Figures & data
Figure 1. Indirect preimplantation genetic diagnosis (PGD) for spinal muscular atrophy. A) Location and distances to the SMN1 gene of the short tandem repeat microsatellite markers used. B) Family tree showing the relatives involved in the informativity study and PGD cycle. Both members of the couple are carriers of a deletion involving exons 7 and 8 in the SMN1 gene. The dotted line represents the paternal disease-bearing haplotype. The thick black line illustrates the maternal disease-bearing haplotype. C) Electropherograms of the PGD for spinal muscular atrophy. Examples for two of the embryos analyzed. The numbers represent fragment sizes in base pairs for every allele. Numbers in bold stand for the alleles associated to the maternal mutation; numbers in bold and italics correspond to the alleles associated to the paternal mutation. Cen: centromere; tel: telomere; Mb: megabases; ADO: allele drop-out.
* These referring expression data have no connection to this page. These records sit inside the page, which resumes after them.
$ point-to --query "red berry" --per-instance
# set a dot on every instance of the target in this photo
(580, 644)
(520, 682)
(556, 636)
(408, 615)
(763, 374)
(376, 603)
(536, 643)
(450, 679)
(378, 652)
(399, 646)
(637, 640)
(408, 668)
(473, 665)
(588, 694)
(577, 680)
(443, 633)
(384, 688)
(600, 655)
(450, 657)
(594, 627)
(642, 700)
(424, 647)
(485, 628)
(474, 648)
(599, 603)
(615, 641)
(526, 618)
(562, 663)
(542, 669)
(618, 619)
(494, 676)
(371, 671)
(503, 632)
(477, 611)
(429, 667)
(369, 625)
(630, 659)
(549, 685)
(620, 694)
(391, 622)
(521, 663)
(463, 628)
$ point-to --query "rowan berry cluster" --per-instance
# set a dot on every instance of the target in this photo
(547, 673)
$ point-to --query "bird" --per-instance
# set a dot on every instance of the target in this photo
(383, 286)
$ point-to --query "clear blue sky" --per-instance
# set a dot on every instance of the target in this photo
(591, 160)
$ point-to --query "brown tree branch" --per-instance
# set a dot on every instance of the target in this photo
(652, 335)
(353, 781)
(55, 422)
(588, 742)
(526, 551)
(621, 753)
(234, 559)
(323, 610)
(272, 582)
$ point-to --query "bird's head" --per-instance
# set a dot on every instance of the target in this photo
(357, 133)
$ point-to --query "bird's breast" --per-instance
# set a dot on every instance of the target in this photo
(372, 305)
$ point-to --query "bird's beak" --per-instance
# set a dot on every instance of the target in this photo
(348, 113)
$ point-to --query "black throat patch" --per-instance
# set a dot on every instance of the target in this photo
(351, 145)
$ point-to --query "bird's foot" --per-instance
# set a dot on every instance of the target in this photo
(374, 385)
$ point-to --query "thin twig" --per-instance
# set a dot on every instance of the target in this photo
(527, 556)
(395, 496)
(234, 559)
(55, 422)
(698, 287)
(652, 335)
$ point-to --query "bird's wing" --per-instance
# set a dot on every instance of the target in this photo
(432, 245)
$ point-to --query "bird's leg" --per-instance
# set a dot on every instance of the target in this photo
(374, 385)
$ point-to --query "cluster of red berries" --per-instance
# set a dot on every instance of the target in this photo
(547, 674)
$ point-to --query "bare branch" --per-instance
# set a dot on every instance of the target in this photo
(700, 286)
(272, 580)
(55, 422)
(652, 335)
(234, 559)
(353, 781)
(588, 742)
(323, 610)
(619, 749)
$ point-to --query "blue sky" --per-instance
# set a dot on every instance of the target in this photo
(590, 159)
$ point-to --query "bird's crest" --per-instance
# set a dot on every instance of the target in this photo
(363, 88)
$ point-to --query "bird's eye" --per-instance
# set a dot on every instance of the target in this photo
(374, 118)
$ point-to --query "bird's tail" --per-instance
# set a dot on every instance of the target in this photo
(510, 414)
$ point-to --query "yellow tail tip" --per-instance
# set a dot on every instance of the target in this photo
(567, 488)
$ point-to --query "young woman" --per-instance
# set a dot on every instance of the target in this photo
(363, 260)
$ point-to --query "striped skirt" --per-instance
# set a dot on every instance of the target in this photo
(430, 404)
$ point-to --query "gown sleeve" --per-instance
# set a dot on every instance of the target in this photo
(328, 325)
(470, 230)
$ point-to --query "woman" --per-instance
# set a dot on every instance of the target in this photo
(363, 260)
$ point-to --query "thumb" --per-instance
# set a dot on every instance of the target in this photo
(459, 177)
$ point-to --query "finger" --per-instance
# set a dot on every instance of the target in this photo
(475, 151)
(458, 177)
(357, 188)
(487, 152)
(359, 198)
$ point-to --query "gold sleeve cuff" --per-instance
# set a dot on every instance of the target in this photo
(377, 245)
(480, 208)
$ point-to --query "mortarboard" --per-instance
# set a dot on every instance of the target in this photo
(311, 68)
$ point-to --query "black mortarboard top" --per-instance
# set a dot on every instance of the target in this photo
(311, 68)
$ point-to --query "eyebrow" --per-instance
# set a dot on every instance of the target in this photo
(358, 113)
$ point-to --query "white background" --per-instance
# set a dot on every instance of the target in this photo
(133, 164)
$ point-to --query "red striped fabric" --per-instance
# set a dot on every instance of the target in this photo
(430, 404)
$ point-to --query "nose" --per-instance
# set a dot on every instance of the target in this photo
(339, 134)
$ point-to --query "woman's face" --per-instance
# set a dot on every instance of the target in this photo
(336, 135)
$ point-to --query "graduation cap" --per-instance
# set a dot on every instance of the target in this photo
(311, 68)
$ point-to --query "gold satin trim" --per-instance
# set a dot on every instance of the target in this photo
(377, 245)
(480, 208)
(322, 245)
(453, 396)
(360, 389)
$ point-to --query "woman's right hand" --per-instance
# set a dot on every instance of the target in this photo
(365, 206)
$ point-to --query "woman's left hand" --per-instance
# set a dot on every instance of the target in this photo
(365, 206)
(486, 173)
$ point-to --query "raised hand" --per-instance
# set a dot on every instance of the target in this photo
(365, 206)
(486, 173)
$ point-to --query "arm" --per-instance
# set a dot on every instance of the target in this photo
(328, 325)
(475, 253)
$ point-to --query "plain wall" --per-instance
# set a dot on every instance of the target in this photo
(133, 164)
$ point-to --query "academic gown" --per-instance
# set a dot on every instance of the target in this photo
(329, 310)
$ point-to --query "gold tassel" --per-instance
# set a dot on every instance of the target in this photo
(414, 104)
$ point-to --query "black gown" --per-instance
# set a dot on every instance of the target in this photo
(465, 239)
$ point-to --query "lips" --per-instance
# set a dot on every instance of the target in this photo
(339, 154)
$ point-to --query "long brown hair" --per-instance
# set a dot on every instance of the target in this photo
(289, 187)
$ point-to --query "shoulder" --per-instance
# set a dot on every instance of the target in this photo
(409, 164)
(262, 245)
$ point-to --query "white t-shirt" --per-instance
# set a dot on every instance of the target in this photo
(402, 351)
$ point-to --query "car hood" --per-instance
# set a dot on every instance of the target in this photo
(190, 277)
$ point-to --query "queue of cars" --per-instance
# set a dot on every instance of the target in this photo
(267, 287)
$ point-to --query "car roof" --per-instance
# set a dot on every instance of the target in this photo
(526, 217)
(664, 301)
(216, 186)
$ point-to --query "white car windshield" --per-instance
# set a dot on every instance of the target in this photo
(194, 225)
Figure 2. Direct preimplantation genetic diagnosis (PGD) for Huntington disease. A) Position and distances to the HTT gene of the short tandem repeat microsatellite markers involved in the informativity study and PGD cycle. B) Genealogic tree of the family taking part in the study and PGD results. The arrow designates the consultant affected patient. The thick black line illustrates the expansion-bearing haplotype. C) Electropherograms of the PGD for Huntington disease. Some examples of the embryos analyzed are displayed. The numbers represent fragment sizes (in base pairs) for every allele. Numbers corresponding to the disease-bearing allele are in bold. Cen: centromere; tel: telomere; Mb: megabases; ADO: allele drop-out.
Figure 3. Direct PGD for cystic fibrosis. A) Location and distances to the CFTR gene of the short tandem repeat microsatellite markers used in the preclinical study and preimplantation genetic diagnosis (PGD) cycle. B) Pedigree of the family involved in the study and PGD results. The mother carries the mutation c.2988 + 1G > A in intron 16 of the CFTR gene. The father carries the mutation c.489 + 1G > T in intron 4 of the CFTR gene. The affected daughter carries both mutations in compound heterozygosis. These two positions were minisequenced in the embryos. The dotted line represents the paternal disease-bearing haplotype. The thick black line represents the maternal disease-bearing haplotype. C) Electropherograms of the PGD for cystic fibrosis. Some examples are shown for embryos 1 and 4. The numbers represent fragment sizes for every allele in base pairs. Numbers in bold represent the alleles associated to the maternal mutation; numbers in bold and italics correspond for the alleles associated to the paternal mutation. Cen: centromere; tel: telomere; Mb: megabases; G:guanine; A: adenine; T: timine.
Figure 4. Combined preimplantation genetic diagnosis (PGD) for Fanconi anemia combined with human leukocyte antigen (HLA) matching. A) Location of the short tandem repeat microsatellite marker D16S520 with respect to the FANCA gene on chromosome 16. B) Genealogic tree of the family involved in the preclinical study and PGD results. The arrow indicates the consultant patient. Haplotypes for the HLA region on chromosome 6 plus Fanconi anemia mutations positions on chromosome 16 were established. The discontinuous line and the fine line represent the HLA haplotypes from the mother and the father, respectively, that embryos should inherit in order to be HLA compatible with the affected son. The thick black line symbolizes the disease-bearing haplotype for the paternal mutation (c.3788_3790delTCT) and the dotted line denotes the disease-bearing haplotype for the maternal mutation (c.4130C > G). Mutation c.3788_3790delTCT was determined by fragment analysis and position c.4130 of the FANCA gene was minisequenced. The genetic status for every embryo obtained is differentiated between HLA compatibility and Fanconi anemia diagnosis. Cen: centromere; tel: telomere; Mb: megabases; C: cytosine; G:guanine.
Figure 5. Example of blastomere array- comparative genomic hybridization charts. Chromosomal position is represented on the X-axis and the Log2 ratio Ch1/Ch2 (the ratio of red/green fluorescence intensity on each clone) on the Y-axis. A) Female blastomere with gain of chromosome 3(p14.2→qter) and loss of chromosome 11(q12.3→qter). The father carries a balanced translocation with chromosome formula: 46,XY;t(3;11)(p21;q13). B) Array profile showing a female cell with gain of chromosome 4. C) Normal female profile.